Quantifying CUSMA: The Economic Consequences of the New North American Trade Regime



Dan Ciuriak, Ali Dadkhah, and Jingliang Xiao | C.D. Howe Institute

Executive Summary

The Canada-United States-Mexico Agreement (CUSMA) has a number of liberalizing elements, including expanding US access to Canada’s dairy and poultry markets; raising the threshold for tax and duty-free entry into Canada and Mexico of low-value goods imports; and easing some barriers to services trade.

More controversially, the CUSMA increases intellectual property protection, which promises to generate some net benefit for the United States at Canada’s expense, and introduces new disciplines relative to NAFTA on cross-border data flows and data localization, the impact of which cannot as yet be quantified.

By far the most quantitatively significant effects, however, are the more stringent rules of origin that must be met for products to qualify for duty-free market access under the CUSMA. These new rules achieve the immediate objectives of the Trump administration to shift industrial activity – especially in the automotive sector – into the United States, but by increasing trade diversion, they impact negatively on economic welfare and efficiency.

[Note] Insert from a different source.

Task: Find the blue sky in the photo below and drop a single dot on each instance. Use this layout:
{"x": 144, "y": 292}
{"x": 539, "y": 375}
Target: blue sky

There are only very limited gains in trade facilitation. Meanwhile, more stringent border enforcement promises some border thickening, especially for goods entering the United States.

The negative elements outweigh the positives and the CUSMA results in lower real GDP and welfare for all three parties, with Mexico being hardest hit and the United States the least. Canada’s real GDP stands to shrink by -0.4 percent and economic welfare to fall by over US$10 billion.

The major caveat to these results is the extent to which the longer-run investment climate in Canada (and Mexico) has been damaged by the weakening of the North American Free Trade Agreement (NAFTA) institutional framework through the introduction of a sunset clause; the elimination of investor state dispute settlement; the grudging way the United States accepted retention of the NAFTA Chapter 19 binational panel review of trade remedy cases; and, perhaps most importantly, the failure of the new agreement to eliminate the application of US section 232 national security tariffs on imports from its North American partners.